Bernhard schlägt eine Kombination aus schriftlichen und grafischen Elementen vor, die Aufschluss darüber geben soll, wie fett, salzig oder süß ein Lebensmittel ist. Die Prozentangaben zu den einzelnen Nährwertgehalten bezogen auf die empfohlene Tagesmenge für einen Erwachsenen sollten in Säulen dargestellt auf der Vorderseite der Verpackungen stehen, so der Minister

Die Europäische Kommission hatte Ende Januar einen Verordnungsentwurf vorgelegt, der verbindliche Angaben über die in Nahrungsmitteln enthaltenen Nährwerte (Fett, gesättigten Fettsäuren, Kohlehydraten, Zucker, Salz) auf der Vorderseite der Verpackungen vorsieht. Der Brüsseler Vorschlag hat nach Ansicht des bayerischen Verbraucherschutzministers den Nachteil, dass die Informationen lediglich in Textform auf der Verpackung erscheinen sollen.

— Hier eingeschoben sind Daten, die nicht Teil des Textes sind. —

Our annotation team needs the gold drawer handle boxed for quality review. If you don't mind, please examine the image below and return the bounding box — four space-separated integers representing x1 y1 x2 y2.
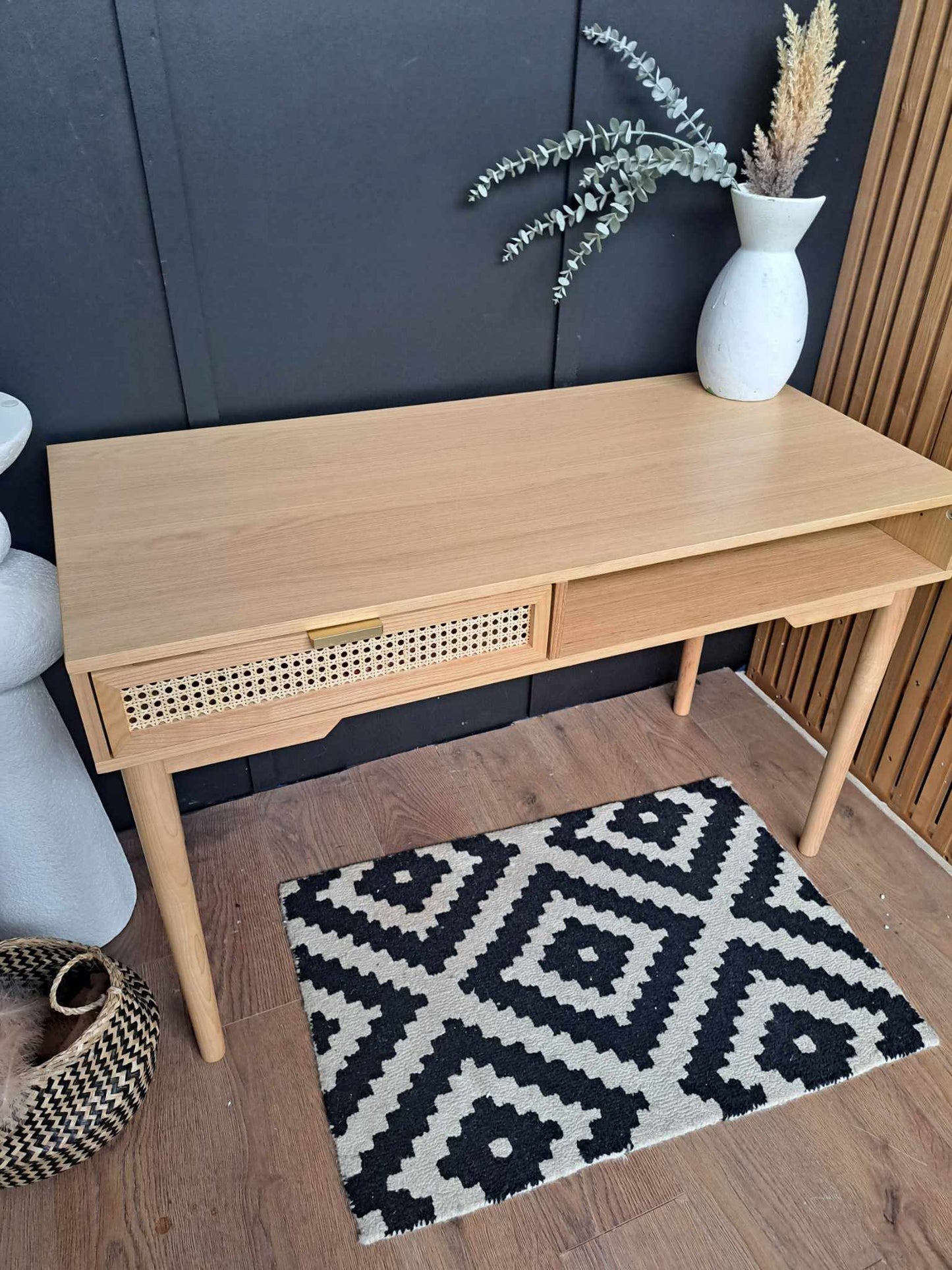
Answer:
307 618 383 648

Kritik übt Bernhard aber auch an der derzeit gültigen deutschen Regelung, da sie eine freiwillige Kennzeichnung durch die Industrie vorsehe. Eine klare Absage erteilte der Minister der von Verbraucherschützern propagierten Ampel-Lösung. Bei diesem aus Großbritannien stammenden Modell stehen rote Symbole für hohe Mengen an Fett, gesättigten Fettsäuren, Zucker und Salz, gelbe für einen mittleren und grün für einen geringen Gehalt.

"Die Ampel setzt falsche Signale. Es gibt keine guten oder schlechten Lebensmittel, sondern nur gute oder schlechte Ernährungsgewohnheiten", so Bernhard.